Duncan’s quest for closure meant she consulted with private detectives, went on TV news shows, wrote books, articles and poems about the case and spoke at conferences. All this meant that she wasn’t able to be fully present for the children and grandchildren she still had, Kerry Arquette said.

“Mother was the backbone of our family, the glue that held us together and after Kait’s murder mother lived for her dead child rather than the ones she left behind,” she said. “I didn’t blame her.”

Robin Burkin, Kaitlyn’s other sister, said for her part watching Apodaca sitting in front of the computer in a cell in the Lea County Correctional Facility, she was surprised to see how ordinary he is. 

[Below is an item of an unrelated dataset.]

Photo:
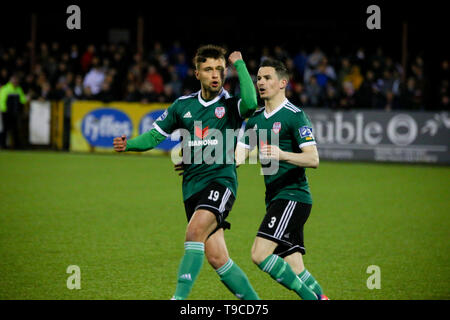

“I kind of expected to see a monster, but you could walk among us and nobody would know,” Burkin said. “You just are indescribably unmemorable.”

Althea Oakeley (Courtesy APD)

For his part, Oakeley’s father asked Judge Cindy Leos to read the letter they had written to Apodaca for them. The family declined an interview request.

“You chose to attack our daughter Althea—sister, family and friend and had no remorse for 33 years,” Leos read. “You don’t deserve any kind of leniency … We want the maximum penalty and having you sit in prison and relive the nightmare you have put us through.”

Four men from Martineztown

There is another person in the city who has been anxiously awaiting news on the case. He checks the TV stations regularly, looking for answers. 

Juvenal Escobedo has started painting in the past couple years, taking up a hobby from his youth. (Courtesy of Juvenal Escobedo)

Juvenal Escobedo was 21 years old when he and three other young men from his Martineztown neighborhood were arrested and charged with killing Kaitlyn Arquette. Shortly after the charges were announced it was revealed that one of the accused had actually been locked up in the Juvenile Detention Center at the time of the shooting. 

Still, the then-District Attorney proceeded with the case against Escobedo and his friend Miguel Garcia and they were indicted on murder charges. The case was dismissed 18-months later but the damage was done. 

Escobedo, now 55, told City Desk ABQ that before he was wrongfully arrested he had been hoping to maybe open up a mechanic shop, or become a police officer. But the fallout from the case, and the publicity surrounding it, changed the trajectory of his life. Duncan’s book mentions his name throughout as one of the main suspects in the case.

“Everything just fell down the drain,” he said, adding that he was hesitant to tell people his full name and it was impossible to get the kind of jobs he wanted. 

When Apodaca was arrested in 2021, it brought up all the bad memories, Escobedo said, and for the past couple of years he has been kept awake at night worrying that he will be dragged into the fray again somehow.

“It just hits back hard: what I went through, what the police put me through for no reason,” he said. “I have no idea why. I still don’t know how my name got involved.”

In the past two years, Escobedo’s first grandchild was born. And he began painting again, returning to a hobby he had in high school, but hadn’t pursued in decades. 

After hearing that Apodaca pleaded guilty Thursday afternoon, Escobedo said he’s still trying to process the whole thing. He said he’s glad Arquette and her mother can now rest in peace.

“I want reparation, I want to know who involved me, I want part of the book earnings,” he said. “Just a lot going through my head, I want to know it’s for real.”